Parece ser que, una vez más, la realidad supera la ficción y para muestra la última proposición no de ley de nuestro Gobierno: prohibido hacer metáforas. No se podrá utilizar la palabra “cáncer” en sentido metafórico, es decir, de forma peyorativa. Alegan que puede resultar dañino psicológicamente para los que padecen esta enfermedad. Lo que a priori parece un titular sacado del diario satírico El Mundo Today, resulta todavía más llamativo por la positiva acogida que ha tenido entre los diputados en términos generales, con 307 votos favorables, 33 negativas y 6 abstenciones. ¿Cómo es posible que hayamos normalizado que utilizar el lenguaje figurado pueda ser dañino de forma alguna?

Hace poco leí una columna que no era más que un relato tibio sobre el bien morir. Hablaba del arte de morir bien, es decir, de forma rápida e indolora, sin padecer ni hacer sufrir más de lo necesario a los familiares. La autora especificaba que este es un arte que no todo el mundo puede aprender. La metáfora era clara: no se puede aprender porque nadie elige cómo muere. Básicamente, cuando decía que “admiraba” a quien moría bien, quería decir que lo envidiaba. Sin embargo, el mensaje no caló con claridad entre los lectores a juzgar por los comentarios que se sucedían en el correspondiente post de Instagram. Unos increpaban al periódico por haber permitido que se publicase un artículo que se reía de quienes tienen la desdicha de afrontar una muerte lenta y dolorosa, otros la llamaban desalmada, algunos incluso se ensañaban con insultos poco originales.
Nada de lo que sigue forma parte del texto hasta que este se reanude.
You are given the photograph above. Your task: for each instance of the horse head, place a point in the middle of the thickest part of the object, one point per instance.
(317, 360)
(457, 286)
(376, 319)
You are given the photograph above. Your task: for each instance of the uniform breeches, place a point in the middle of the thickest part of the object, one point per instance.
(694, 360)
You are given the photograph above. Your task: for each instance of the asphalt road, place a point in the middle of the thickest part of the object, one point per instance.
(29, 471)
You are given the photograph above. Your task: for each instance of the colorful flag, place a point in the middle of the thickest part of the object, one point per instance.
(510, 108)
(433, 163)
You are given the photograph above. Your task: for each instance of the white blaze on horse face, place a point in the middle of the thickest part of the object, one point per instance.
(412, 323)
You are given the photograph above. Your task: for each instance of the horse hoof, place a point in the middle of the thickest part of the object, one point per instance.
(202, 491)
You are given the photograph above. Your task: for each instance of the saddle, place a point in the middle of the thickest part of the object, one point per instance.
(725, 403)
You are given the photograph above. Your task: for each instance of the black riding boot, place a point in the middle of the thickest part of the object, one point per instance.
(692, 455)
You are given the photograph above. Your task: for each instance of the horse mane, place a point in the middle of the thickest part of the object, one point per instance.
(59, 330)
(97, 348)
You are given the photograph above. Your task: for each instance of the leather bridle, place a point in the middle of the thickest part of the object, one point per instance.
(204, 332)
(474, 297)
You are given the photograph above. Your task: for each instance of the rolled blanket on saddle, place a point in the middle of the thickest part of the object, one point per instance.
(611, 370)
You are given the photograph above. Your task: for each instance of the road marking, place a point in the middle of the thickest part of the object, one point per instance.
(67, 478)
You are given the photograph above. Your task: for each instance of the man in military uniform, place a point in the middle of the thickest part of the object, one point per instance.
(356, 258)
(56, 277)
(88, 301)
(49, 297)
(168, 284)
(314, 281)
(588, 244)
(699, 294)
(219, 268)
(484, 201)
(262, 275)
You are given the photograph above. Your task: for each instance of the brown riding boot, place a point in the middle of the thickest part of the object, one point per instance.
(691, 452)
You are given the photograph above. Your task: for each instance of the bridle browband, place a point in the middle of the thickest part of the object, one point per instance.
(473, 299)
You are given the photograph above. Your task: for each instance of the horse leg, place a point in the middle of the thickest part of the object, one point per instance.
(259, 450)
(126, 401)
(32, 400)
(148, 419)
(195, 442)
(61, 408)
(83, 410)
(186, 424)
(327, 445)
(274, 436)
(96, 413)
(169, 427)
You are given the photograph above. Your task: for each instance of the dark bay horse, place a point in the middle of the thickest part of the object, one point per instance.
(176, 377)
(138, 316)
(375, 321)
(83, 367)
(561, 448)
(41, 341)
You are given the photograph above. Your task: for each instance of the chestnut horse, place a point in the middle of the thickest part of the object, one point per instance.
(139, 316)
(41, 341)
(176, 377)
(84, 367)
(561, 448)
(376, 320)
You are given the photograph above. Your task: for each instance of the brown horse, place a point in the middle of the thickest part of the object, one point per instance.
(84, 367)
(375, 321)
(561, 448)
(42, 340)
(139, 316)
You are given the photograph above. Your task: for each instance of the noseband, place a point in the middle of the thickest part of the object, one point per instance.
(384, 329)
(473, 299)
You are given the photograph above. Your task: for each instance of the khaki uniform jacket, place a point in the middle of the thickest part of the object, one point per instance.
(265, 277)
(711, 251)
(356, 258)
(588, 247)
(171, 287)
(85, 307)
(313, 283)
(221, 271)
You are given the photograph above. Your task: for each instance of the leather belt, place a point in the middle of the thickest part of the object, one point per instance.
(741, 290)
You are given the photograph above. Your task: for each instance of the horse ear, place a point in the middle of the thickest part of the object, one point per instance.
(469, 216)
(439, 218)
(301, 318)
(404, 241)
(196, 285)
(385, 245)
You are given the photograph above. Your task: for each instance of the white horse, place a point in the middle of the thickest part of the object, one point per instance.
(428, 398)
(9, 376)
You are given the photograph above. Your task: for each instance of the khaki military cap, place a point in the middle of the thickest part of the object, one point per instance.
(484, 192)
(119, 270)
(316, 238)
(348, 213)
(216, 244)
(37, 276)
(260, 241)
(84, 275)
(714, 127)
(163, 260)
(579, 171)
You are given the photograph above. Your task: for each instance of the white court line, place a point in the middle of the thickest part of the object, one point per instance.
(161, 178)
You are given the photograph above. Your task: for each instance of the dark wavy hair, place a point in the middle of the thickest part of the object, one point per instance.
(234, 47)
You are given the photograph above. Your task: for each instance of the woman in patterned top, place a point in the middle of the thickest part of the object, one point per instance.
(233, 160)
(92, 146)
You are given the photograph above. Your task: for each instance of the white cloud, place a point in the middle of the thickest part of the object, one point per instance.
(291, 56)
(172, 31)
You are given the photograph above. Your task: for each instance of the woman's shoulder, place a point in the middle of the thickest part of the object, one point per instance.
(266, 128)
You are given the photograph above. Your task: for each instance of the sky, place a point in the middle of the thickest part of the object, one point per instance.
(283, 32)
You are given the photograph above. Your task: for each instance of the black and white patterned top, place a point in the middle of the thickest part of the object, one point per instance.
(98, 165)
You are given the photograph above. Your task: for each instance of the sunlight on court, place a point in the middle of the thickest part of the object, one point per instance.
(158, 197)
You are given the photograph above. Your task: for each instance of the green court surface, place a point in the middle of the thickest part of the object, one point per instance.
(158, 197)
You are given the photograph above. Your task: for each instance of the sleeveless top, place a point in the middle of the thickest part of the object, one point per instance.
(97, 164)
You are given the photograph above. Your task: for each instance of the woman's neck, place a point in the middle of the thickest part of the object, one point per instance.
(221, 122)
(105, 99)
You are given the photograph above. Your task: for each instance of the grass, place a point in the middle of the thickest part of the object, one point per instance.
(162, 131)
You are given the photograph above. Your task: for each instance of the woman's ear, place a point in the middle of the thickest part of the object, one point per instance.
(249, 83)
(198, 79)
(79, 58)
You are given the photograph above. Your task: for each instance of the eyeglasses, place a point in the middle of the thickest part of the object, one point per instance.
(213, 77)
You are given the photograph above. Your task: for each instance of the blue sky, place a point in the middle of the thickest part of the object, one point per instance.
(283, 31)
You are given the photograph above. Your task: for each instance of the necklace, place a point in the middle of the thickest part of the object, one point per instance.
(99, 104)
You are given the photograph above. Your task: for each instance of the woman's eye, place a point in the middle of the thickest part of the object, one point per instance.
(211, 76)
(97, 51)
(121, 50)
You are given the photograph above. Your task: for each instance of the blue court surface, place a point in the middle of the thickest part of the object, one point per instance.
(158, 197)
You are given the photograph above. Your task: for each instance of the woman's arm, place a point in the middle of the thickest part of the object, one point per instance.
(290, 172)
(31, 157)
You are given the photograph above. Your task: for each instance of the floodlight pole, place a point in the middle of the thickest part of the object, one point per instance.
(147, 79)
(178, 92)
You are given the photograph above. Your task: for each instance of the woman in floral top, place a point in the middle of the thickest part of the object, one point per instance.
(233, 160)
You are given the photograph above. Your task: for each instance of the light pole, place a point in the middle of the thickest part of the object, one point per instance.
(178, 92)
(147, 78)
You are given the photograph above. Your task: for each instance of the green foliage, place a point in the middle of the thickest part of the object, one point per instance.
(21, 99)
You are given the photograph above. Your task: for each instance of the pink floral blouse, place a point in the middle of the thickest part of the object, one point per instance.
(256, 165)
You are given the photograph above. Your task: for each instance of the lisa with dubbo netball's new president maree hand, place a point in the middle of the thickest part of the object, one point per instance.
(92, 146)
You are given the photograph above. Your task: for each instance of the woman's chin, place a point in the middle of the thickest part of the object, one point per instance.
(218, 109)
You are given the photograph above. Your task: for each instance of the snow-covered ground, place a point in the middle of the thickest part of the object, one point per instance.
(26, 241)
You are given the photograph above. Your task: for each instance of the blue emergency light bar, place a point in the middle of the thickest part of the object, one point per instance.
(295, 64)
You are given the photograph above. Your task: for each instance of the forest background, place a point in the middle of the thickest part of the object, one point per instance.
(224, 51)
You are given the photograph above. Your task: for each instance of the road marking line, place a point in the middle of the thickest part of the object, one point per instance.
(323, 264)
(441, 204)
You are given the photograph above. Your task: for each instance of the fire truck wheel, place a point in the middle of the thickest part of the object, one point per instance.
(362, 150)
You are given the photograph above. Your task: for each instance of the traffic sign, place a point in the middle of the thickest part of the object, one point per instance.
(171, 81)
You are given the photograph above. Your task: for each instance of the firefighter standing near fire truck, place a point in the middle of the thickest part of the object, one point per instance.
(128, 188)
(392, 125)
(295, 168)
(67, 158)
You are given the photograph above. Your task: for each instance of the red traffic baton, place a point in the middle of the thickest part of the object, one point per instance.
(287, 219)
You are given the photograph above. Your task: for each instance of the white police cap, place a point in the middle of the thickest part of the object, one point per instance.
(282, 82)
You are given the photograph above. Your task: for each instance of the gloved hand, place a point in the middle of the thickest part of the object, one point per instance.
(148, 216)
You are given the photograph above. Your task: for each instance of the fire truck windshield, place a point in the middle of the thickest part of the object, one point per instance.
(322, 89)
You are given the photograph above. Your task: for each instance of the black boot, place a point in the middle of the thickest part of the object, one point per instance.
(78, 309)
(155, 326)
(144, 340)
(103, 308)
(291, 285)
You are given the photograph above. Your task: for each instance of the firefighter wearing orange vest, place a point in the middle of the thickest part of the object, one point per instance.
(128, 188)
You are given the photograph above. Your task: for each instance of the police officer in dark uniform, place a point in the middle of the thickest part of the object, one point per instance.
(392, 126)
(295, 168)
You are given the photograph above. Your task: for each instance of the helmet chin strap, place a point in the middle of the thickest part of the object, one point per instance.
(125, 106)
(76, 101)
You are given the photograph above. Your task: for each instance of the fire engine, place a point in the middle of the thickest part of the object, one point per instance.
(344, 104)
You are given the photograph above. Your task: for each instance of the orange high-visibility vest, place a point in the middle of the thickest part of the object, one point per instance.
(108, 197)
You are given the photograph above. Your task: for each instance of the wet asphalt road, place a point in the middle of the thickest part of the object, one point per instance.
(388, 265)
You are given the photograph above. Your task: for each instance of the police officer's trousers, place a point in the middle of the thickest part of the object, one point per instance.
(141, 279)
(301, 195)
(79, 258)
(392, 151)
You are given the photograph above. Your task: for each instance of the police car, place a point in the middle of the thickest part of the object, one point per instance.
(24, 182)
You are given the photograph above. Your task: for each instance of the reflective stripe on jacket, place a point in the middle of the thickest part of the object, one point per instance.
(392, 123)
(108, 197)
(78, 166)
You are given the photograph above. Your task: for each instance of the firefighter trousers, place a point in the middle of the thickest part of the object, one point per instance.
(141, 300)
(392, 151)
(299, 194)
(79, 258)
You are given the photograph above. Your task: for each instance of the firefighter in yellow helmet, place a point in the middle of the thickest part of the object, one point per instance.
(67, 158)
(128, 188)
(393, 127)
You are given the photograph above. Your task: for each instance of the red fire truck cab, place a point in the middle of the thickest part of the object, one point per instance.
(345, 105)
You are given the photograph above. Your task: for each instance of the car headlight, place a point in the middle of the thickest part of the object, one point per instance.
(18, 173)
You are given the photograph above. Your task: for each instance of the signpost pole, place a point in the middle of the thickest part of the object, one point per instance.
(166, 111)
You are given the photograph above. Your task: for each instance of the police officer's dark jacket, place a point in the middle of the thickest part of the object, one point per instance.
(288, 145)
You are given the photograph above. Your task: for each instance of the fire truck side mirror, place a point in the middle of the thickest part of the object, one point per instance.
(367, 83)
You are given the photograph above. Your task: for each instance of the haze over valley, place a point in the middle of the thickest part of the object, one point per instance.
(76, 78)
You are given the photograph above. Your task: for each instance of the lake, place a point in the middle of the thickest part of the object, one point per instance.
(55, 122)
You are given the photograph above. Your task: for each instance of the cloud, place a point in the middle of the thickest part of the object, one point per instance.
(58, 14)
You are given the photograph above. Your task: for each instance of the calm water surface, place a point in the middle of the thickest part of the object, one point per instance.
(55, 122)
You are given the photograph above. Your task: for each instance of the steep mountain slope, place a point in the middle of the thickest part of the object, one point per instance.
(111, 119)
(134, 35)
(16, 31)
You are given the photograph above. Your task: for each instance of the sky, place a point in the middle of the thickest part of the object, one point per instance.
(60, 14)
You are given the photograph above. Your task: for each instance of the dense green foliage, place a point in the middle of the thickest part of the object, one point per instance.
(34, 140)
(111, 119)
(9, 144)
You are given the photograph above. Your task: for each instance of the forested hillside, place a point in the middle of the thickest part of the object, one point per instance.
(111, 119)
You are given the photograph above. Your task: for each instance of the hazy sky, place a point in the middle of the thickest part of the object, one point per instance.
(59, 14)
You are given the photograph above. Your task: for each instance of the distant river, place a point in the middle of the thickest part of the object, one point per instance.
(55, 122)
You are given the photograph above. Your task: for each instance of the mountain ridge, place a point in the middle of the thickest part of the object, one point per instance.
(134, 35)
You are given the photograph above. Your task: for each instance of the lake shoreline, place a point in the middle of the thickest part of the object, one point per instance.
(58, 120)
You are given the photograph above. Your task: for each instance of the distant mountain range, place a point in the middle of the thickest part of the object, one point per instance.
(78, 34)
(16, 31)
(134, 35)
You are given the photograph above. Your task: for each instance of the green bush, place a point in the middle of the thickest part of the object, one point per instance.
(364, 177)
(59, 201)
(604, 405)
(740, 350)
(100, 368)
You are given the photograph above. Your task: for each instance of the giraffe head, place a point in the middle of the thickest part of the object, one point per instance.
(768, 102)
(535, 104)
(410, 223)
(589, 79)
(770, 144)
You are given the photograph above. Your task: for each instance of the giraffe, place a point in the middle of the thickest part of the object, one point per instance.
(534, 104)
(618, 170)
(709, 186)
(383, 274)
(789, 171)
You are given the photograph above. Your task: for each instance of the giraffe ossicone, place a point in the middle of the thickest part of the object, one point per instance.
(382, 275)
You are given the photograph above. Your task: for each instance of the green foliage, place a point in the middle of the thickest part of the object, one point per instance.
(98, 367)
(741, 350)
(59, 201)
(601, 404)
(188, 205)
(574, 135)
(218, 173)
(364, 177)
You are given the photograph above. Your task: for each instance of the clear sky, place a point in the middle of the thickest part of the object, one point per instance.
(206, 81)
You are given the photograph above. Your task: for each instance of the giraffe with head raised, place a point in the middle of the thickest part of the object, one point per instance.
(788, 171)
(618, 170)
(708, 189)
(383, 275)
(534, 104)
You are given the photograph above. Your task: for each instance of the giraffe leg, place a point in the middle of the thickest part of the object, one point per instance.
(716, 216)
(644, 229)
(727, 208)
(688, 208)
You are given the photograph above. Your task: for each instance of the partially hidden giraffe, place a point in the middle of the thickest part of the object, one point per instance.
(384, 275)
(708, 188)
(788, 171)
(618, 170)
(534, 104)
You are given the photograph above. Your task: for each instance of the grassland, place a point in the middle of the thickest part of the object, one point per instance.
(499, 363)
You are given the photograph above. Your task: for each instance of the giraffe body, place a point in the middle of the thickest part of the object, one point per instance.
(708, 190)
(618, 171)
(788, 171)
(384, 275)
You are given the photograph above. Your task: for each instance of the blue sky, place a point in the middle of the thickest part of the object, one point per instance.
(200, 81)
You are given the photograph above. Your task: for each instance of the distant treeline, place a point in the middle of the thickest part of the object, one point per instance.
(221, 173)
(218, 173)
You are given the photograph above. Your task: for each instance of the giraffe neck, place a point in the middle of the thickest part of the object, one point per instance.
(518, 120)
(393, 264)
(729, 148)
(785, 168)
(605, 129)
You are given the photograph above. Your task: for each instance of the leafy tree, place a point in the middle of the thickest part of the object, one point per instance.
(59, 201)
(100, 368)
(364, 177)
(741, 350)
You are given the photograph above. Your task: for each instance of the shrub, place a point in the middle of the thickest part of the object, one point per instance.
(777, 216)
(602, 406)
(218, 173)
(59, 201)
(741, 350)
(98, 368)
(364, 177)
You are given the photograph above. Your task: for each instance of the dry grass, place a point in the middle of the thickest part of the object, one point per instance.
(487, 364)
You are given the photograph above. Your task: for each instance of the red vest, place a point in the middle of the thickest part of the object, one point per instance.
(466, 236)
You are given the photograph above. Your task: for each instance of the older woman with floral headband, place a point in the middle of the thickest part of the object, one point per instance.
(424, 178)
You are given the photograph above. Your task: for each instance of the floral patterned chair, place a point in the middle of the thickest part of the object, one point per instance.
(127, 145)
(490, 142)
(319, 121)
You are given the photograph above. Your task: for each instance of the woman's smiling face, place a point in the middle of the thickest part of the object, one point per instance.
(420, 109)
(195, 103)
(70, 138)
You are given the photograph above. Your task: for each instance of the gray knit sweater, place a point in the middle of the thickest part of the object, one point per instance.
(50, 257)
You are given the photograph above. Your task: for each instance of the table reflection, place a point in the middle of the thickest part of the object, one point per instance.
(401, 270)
Nos hemos acostumbrado a la literalidad de tal manera que, cuando nos señalan la luna, nos quedamos mirando el dedo. No somos capaces de abstraernos, de captar la idea general, el propósito del texto. De esto se han dado cuenta nuestros políticos, siempre mucho más atentos a las tendencias sociales de lo que pensamos. Preocupados por los futuros resultados electorales, a sabiendas de cómo nos las gastamos con estas nuevas sensibilidades, son muy conscientes de que cualquier medida maniquea y de difícil aplicación puede tener un resultado positivo y funcionar como cortina de humo, así como reforzar su imagen como reyes de los buenistas: estamos aquí por y para protegeros de las palabras, siempre tan peligrosas, faltaría más.

Esta proposición no de ley es el ejemplo más claro de que siguen siendo necesarios los comentarios de texto en los institutos y seguir leyendo a los clásicos. ¡Qué diría Quevedo de todo esto! No nos equivoquemos: el insulto está en la intencionalidad, no en las fórmulas usadas. Amenazar con el peligro que entraña utilizar esta o aquella palabra y acotar el uso del lenguaje de manera artificiosa es una artimaña que, aunque pueda parecer inocua o incluso hilarante, refleja un futuro distópico (y esta vez sí que da miedo). Una sociedad que no sabe usar metáforas —o entenderlas— es una sociedad mucho menos libre. Obligarnos a sucumbir a la literalidad es atarnos los pies con cadenas verbales.